Mel walked from where she stood
next to the car towards Kirken who fidgeted with the dark holovid unit in his
hands. She took it from him, dropped it through the open car window and stepped
back to sit on the curb.

"Not everyone can live
inside the domes, Brandon," Kirken's head burned like it was about to
explode. "These people are making do with what they can. They're trying to
make a safer world. The U.S. government knows that. They depend on it."

"No, they exploit it,"
Brandon said slamming his fist across the hood of Kirken's car. His voice rose
only slightly. "People are starting to figure out what is going on. And
once it's out there, it can never be taken back. Can't you see that? They know
the government is perverse. They hate them for that. For what they're trying to
do. And I don't care if I could live forever, I couldn't live with that. I
would never want to become part of it."

"Tell me Brandon, what are
they trying to do?" Kirken asked his own voice dropping slightly.

“If those people in there are
not working to find a way for everyone, and I mean everyone, to survive, what
are they in there trying to do? I can’t do it. I won’t. I want to die like
everyone else…out here. And to hell with what goes on inside."

"Brandon, if you really
believe it to be like that, you can go in there. Become educated. Become part
of it and work to change it. It’s a chance for you to make it right. If
anything, you would be doing more than just staying out here waiting to
die."

"Like you, Dad?!"
Brandon said, red hot anger now in his voice. "Just like you're changing
all that? You could give a shit what happens to these people out here. Just
like the rest of them.”

Kirken felt the muscles in his
fists tighten, and his stomach work itself into painful knots.

“What have you done to change
anything? If anything you work to keep it the same. You protect a government
that is selfishly hoarding lifesaving technology.
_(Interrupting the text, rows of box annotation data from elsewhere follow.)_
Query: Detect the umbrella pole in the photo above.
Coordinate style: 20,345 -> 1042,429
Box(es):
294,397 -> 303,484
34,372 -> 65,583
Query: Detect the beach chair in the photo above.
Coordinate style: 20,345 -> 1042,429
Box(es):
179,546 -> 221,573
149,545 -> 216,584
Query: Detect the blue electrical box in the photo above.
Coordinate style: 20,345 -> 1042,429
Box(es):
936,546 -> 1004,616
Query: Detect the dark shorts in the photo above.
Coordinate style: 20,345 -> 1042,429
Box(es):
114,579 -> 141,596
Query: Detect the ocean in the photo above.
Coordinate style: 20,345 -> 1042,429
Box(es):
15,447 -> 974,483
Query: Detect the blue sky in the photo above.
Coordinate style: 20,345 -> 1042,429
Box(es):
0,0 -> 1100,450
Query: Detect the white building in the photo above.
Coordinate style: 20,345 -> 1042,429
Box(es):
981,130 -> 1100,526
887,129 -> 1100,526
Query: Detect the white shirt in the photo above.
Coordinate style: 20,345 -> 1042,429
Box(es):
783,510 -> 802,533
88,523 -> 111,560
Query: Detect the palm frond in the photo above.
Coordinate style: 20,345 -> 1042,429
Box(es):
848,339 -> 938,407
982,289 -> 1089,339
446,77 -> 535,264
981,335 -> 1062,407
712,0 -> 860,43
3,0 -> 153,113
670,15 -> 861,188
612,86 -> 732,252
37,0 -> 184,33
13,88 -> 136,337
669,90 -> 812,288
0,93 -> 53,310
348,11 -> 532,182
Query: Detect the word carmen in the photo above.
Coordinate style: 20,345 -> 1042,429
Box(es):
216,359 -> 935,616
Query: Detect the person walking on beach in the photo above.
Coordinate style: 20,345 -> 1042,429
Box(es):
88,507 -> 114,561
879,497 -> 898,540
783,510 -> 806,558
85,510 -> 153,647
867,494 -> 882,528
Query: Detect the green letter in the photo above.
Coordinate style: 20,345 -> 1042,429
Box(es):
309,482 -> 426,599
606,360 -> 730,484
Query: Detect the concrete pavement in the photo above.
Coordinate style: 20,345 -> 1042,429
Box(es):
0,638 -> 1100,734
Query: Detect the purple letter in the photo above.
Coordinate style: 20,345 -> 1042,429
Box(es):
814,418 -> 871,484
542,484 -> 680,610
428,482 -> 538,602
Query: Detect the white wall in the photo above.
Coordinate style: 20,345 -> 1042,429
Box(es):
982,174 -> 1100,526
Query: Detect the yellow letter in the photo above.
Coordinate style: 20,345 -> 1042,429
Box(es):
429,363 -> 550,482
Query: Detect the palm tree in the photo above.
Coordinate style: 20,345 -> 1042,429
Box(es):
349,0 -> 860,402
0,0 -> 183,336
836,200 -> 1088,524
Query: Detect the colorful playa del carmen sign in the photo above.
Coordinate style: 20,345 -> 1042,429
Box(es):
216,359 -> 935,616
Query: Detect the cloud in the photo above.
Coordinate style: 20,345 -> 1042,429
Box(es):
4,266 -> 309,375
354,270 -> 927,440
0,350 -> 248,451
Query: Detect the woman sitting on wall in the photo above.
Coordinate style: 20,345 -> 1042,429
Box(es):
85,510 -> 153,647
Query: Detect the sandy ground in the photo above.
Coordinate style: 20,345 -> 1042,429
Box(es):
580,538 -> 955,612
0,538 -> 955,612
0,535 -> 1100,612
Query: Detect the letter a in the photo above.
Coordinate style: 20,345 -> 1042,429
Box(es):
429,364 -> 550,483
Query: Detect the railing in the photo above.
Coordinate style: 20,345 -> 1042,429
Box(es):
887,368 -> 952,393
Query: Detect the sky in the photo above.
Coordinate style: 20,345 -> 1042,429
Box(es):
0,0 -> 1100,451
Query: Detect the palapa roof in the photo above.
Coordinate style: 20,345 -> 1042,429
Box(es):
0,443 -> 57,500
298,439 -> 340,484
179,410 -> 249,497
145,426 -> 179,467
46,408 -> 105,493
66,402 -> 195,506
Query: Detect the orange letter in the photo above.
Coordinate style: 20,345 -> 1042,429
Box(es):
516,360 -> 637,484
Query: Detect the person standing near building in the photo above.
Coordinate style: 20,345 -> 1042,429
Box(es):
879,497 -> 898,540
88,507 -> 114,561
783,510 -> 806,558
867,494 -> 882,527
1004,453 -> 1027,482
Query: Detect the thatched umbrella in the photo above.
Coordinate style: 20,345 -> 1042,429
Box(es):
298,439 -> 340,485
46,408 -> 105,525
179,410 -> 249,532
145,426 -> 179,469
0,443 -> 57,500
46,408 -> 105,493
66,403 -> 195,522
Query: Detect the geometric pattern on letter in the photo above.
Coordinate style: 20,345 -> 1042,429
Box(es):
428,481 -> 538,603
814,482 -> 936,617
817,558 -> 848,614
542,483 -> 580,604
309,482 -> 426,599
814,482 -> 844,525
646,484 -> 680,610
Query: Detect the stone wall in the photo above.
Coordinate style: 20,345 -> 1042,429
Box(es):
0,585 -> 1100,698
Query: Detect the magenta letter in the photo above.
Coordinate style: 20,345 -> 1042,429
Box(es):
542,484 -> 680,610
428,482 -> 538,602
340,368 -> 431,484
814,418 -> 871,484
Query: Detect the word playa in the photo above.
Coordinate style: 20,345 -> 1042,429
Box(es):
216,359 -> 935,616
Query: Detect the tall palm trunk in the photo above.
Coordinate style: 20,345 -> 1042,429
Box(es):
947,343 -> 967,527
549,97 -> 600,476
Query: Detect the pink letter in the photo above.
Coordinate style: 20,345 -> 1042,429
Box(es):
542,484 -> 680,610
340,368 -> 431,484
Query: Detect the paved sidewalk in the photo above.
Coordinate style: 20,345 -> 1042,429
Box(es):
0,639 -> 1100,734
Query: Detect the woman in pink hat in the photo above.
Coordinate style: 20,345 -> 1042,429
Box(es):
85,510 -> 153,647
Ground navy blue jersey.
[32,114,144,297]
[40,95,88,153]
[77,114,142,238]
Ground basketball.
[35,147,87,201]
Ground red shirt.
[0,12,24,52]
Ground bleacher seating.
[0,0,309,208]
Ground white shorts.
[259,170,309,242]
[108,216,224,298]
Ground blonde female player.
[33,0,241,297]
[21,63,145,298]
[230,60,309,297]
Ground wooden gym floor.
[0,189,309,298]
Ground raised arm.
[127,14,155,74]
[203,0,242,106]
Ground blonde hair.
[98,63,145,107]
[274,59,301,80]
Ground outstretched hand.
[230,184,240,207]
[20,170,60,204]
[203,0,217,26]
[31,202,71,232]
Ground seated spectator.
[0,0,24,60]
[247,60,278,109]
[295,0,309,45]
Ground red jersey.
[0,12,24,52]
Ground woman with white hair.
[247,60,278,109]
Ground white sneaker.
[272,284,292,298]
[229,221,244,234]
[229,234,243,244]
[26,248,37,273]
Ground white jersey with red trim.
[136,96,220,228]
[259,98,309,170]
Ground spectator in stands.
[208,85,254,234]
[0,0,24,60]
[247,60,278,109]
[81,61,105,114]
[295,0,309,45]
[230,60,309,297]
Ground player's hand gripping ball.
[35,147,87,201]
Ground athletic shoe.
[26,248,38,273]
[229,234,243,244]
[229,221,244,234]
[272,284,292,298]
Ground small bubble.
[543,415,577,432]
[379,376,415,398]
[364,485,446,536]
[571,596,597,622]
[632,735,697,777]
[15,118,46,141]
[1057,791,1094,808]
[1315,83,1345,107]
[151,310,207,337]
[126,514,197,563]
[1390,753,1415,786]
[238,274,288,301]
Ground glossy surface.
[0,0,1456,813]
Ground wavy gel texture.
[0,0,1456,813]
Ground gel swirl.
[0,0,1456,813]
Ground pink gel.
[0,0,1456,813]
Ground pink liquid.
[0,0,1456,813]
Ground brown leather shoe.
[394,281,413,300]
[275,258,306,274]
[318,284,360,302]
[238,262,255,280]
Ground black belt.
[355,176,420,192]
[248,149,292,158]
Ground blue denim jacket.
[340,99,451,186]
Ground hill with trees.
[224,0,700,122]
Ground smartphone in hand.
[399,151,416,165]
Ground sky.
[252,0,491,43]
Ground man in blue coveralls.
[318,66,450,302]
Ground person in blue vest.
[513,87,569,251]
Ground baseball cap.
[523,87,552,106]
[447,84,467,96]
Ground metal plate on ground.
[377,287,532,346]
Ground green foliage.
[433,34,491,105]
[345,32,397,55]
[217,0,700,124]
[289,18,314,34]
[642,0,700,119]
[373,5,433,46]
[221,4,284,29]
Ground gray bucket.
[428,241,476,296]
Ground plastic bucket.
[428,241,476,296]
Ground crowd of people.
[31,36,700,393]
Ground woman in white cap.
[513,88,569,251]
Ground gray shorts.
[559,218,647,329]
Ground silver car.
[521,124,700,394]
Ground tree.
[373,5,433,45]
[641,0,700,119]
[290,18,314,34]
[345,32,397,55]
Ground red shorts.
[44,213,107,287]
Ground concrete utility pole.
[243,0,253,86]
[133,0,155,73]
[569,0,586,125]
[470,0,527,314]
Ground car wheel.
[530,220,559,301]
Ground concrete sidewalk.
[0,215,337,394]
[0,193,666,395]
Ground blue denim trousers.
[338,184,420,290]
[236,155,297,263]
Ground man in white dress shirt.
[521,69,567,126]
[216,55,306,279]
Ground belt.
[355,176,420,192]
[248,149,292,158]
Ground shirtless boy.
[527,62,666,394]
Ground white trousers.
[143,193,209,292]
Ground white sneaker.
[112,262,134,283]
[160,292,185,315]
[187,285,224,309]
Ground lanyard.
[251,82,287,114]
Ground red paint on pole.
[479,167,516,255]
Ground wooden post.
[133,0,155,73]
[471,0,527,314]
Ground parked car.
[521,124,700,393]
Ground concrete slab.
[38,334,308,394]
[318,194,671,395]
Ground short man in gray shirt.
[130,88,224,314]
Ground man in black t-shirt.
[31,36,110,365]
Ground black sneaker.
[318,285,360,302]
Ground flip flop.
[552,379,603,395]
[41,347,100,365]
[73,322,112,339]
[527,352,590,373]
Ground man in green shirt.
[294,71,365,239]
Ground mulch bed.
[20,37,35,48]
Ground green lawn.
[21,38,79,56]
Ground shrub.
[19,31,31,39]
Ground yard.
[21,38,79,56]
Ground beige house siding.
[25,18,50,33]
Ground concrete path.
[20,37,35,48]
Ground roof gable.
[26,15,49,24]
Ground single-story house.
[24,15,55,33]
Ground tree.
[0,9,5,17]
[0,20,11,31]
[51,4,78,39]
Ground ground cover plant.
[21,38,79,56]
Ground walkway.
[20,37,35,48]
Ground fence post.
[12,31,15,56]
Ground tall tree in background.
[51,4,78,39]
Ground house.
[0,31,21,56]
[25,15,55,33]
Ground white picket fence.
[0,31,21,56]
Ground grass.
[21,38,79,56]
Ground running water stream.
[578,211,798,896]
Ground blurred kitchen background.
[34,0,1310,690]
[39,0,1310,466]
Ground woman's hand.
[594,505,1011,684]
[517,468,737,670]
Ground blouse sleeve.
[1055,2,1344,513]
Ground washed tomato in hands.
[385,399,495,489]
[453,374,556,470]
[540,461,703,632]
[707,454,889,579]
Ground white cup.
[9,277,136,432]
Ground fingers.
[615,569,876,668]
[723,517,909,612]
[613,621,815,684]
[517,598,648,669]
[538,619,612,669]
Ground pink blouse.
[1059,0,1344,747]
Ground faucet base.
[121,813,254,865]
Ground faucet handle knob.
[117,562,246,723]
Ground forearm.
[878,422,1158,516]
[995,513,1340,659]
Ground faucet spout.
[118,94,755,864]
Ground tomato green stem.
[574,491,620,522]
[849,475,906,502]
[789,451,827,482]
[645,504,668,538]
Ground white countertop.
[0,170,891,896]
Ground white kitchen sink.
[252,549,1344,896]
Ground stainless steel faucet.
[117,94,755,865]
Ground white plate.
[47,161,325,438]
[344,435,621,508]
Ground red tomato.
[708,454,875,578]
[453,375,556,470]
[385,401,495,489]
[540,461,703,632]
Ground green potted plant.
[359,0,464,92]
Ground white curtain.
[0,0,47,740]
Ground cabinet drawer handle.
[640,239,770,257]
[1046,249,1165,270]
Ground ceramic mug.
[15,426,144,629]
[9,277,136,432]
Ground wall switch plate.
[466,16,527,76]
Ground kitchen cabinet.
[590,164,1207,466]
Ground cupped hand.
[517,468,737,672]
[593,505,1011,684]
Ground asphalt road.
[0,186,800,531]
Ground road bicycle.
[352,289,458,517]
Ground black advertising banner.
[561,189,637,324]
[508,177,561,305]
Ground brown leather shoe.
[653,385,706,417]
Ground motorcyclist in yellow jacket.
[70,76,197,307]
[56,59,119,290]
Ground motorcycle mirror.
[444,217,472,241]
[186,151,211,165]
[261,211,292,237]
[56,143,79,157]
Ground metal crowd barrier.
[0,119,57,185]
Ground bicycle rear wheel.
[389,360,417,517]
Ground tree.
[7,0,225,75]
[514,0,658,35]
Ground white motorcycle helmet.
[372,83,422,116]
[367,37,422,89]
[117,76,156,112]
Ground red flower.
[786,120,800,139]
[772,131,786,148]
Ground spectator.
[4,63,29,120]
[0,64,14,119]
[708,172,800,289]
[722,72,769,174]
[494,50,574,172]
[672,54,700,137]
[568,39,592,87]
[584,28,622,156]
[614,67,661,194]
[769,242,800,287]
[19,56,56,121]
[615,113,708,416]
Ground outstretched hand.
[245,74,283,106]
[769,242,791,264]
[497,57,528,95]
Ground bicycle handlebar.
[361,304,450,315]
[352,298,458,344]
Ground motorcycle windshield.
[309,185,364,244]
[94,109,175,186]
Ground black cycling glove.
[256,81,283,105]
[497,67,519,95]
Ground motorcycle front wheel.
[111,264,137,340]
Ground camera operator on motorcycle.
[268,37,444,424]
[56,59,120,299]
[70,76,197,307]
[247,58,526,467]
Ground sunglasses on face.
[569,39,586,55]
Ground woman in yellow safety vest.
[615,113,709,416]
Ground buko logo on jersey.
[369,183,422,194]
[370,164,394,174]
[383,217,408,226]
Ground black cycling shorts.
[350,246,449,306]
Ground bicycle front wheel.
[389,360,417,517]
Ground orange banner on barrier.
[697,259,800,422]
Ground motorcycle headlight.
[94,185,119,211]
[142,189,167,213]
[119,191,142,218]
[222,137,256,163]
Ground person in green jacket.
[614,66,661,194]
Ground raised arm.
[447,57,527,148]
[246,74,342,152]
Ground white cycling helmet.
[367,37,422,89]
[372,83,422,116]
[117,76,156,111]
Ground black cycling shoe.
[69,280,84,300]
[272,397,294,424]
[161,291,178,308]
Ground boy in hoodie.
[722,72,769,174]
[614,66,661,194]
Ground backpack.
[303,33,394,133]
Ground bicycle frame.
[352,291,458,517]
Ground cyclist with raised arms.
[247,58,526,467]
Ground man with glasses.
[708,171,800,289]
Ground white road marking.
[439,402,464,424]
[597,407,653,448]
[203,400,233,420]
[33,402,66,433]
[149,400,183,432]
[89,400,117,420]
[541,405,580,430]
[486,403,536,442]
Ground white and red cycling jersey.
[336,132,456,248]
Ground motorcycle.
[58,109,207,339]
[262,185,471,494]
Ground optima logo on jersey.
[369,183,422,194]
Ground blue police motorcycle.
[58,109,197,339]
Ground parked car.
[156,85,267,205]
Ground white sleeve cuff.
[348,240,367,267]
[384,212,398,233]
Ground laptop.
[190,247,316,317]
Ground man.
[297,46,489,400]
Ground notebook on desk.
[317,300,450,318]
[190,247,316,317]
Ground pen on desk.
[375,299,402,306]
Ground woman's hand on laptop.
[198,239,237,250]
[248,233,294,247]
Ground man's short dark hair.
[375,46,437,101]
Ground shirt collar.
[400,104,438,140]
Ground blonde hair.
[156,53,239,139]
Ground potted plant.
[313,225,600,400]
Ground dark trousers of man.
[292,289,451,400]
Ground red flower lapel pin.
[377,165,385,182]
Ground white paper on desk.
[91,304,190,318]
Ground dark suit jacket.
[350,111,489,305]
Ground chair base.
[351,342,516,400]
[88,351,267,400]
A government that is standing
back perfectly satisfied with watching the world die around it. Keeping what it
knows. Waiting for a perfect time to use this knowledge to flex its power over
the rest of the world. And you're part of it all."

"That's not what's going
on, here, Brandon," Kirken's voice rose again. "The domes exist to
shelter scientific minds who one day will find a way for everyone to
live."

"That is not true,"
Brandon returned calmly. “These people have been forsaken. Cast off as a small
mess left to be cleaned up. And everyone on the inside hopes that someone else
will do it."

Kirken let out his breath slowly
and walked closer to his stepson.

"Look at you, Brandon.
You’re already sick. How long can you expect to continue on out here? Are you
in that much of a hurry to die?"

"I won’t leave them,”
Brandon said lowering his voice and looking at Mel waiting patiently on the
curbside. “I’m not like you…”

Mel glanced away down the road
pretending she was not listening to their conversation.

Kirken took a step back like he
had been slapped in the face.

“I will not leave her. Somebody
has to stand by somebody in this life.”

The words echoed coldly in
Kirken’s heart.

“And I can't believe you're
saying any of this right now in front of her. Maybe we don't need you coming
out here to see us anymore. Just stay in the domes."

Kirken almost choked on the rage
that had overtaken him. In an instant his fury became shame and guilt.

“Mel, I’m sorry,” he walking to
her. “All I want is for both of you…”

“I know,” she said interrupting
him and forcing a thin smile across her face. “You don’t have to say it. I
don’t want you to.”

She stood and walked past him to
her brother. Brandon lowered his eyes when she was in front of him. She stood
on her tiptoes and hugged him tightly around his neck.